Alors, il a réfléchi : pour 125.000€ hors frais – une partie en fonds propres, l’autre empruntée à la banque grâce à des taux d’intérêt extrêmement bas – le voilà propriétaire de ce bien qui sera livré en 2021. « Quand j’investis dans l’immobilier, je sais que mon investissement ne pourra jamais être négatif.

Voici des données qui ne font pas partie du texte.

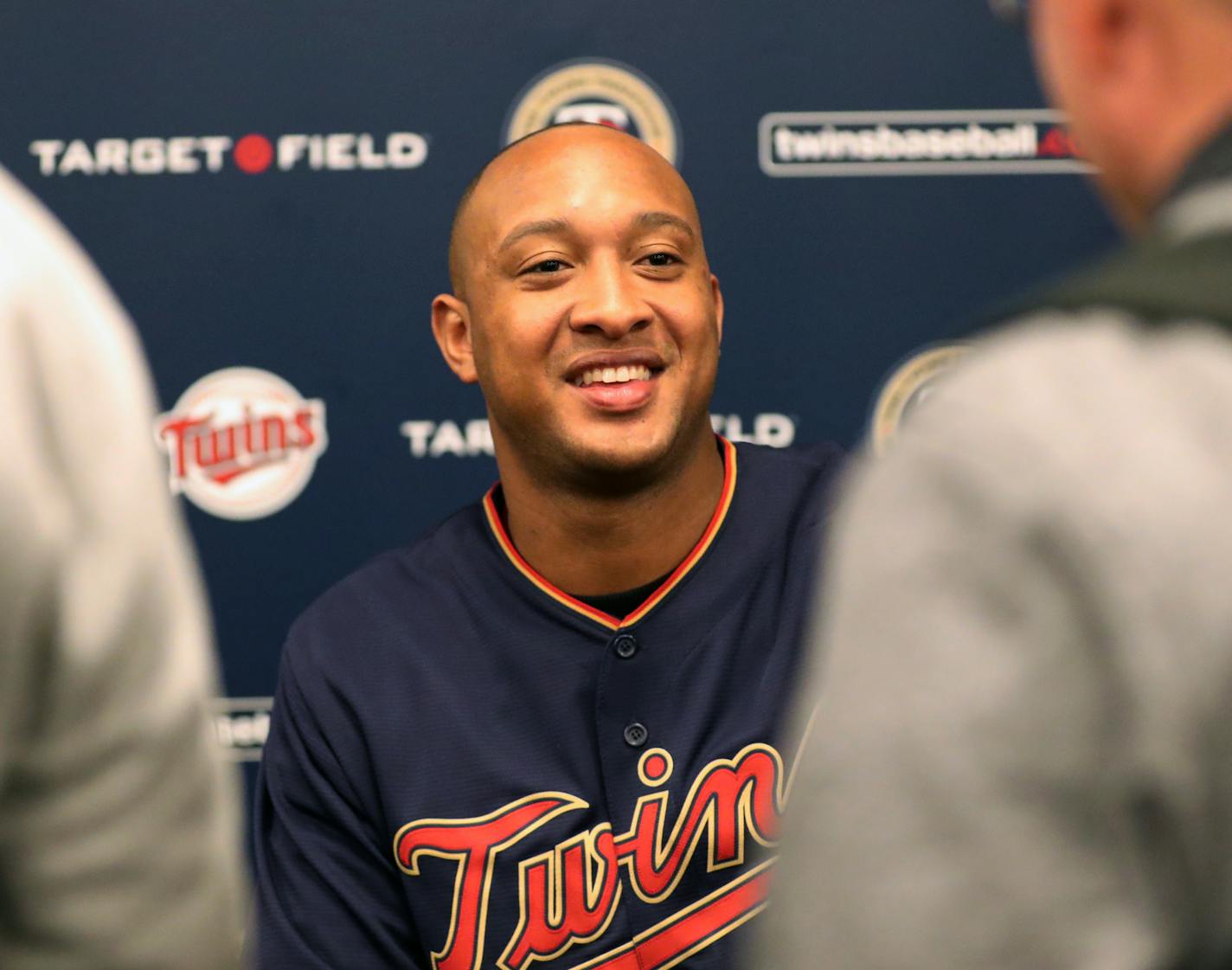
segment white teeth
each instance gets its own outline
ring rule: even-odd
[[[593,367],[583,371],[575,383],[578,387],[589,387],[593,383],[622,385],[628,381],[649,381],[650,369],[641,364],[623,367]]]

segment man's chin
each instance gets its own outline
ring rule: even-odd
[[[599,491],[625,491],[653,481],[669,463],[673,439],[644,429],[589,435],[562,442],[573,477]]]

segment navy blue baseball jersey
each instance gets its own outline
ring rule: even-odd
[[[719,446],[710,525],[625,617],[536,573],[494,489],[294,624],[257,795],[260,966],[732,965],[839,460]]]

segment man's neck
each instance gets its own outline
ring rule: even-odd
[[[620,593],[671,572],[705,532],[723,489],[712,435],[653,484],[627,493],[545,491],[501,468],[510,537],[549,583],[574,595]]]

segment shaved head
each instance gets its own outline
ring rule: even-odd
[[[1220,1],[1222,2],[1223,0]],[[1232,2],[1232,0],[1228,0],[1228,2]],[[678,186],[684,190],[689,200],[689,207],[691,210],[690,214],[695,222],[700,223],[697,217],[697,206],[694,202],[692,192],[689,191],[684,179],[680,177],[675,168],[673,168],[667,159],[659,155],[658,152],[641,139],[634,138],[632,134],[626,132],[618,131],[617,128],[610,128],[606,124],[594,124],[585,121],[572,121],[564,124],[554,124],[548,128],[541,128],[537,132],[522,136],[516,142],[510,142],[500,149],[500,152],[484,163],[483,168],[479,169],[474,177],[467,182],[466,189],[462,190],[457,207],[453,211],[453,223],[450,227],[450,283],[453,287],[455,293],[462,296],[466,288],[466,274],[471,256],[469,249],[473,243],[469,233],[469,223],[472,221],[472,200],[474,200],[480,186],[483,186],[488,180],[489,173],[499,176],[500,169],[506,161],[513,161],[513,164],[516,165],[519,163],[520,153],[522,153],[526,148],[533,147],[529,143],[533,143],[549,136],[552,141],[559,142],[562,145],[611,138],[618,139],[615,141],[615,144],[617,145],[616,150],[620,150],[621,147],[626,149],[633,147],[634,153],[639,154],[647,165],[664,170],[664,176],[670,181],[676,182]],[[622,142],[625,143],[623,145],[621,144]],[[628,143],[632,143],[632,145]]]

Je sais que j’aurai de toute façon une plus-value moyenne à moyen long terme et un locataire très rapidement », poursuit notre témoin.

Éric Verlinden, administrateur-délégué du groupe Trevi
Éric Verlinden, administrateur-délégué du groupe Trevi - © RTBF
De 3 à 3,5% de rendement
Si tout se passe bien à la location, le rendement immédiat pour un bien neuf est estimé à 3 ou 3,5% par an. C’est évidemment plus que les intérêts sur un compte épargne. Alors, les agences immobilières voient de plus en plus arriver le profil de ces nouveaux investisseurs comme Jean-Bernard.

« Je dirais qu’il y a plus de cinq ans, c’était principalement des classes aisées qui investissaient en diversification immobilière », entame Éric Verlinden, administrateur-délégué du groupe Trevi. « Aujourd’hui ce n’est plus le comportement. Cela fait un petit moment qu’on constate qu’il y a un revirement dans cette tendance et que l’investissement immobilier devient l’investissement de M. et Mme Tout-Le-Monde, qui disposent d’une épargne de 50.000, 75.000€ qui dorment sur des comptes ou placés dans des actions, et qui considèrent que cela n’est plus suffisamment productif et peut-être aussi relativement instable », précise l’expert. Car, l’instabilité semble l’élément déterminant dans le choix de revenir sur la brique.

Hausse importante du nombre de transactions immobilières
Et ce phénomène se traduit chez les notaires : le nombre de transactions immobilières a augmenté de 8% au cours du premier trimestre 2019, par rapport à la même période l’année dernière. Pour Me Renaud Grégoire, porte-parole de la Fédération des Notaires, cela s’explique aussi par un marché immobilier qui reste stable : « Les prix n’augmentent pas de façon manifeste. On a vu que sur les dix dernières années, il y a eu une augmentation de l’ordre de 15 à 20%. Ce n’est pas beaucoup plus élevé que l’indexation, si vous prenez l’indice des prix à la consommation. C’est une légère augmentation mais pas une énorme. »

Et même si le marché immobilier peut fluctuer lui aussi, il semble plus que jamais devenir une valeur refuge pour les frileux de la bourse ou les déçus de l’épargne.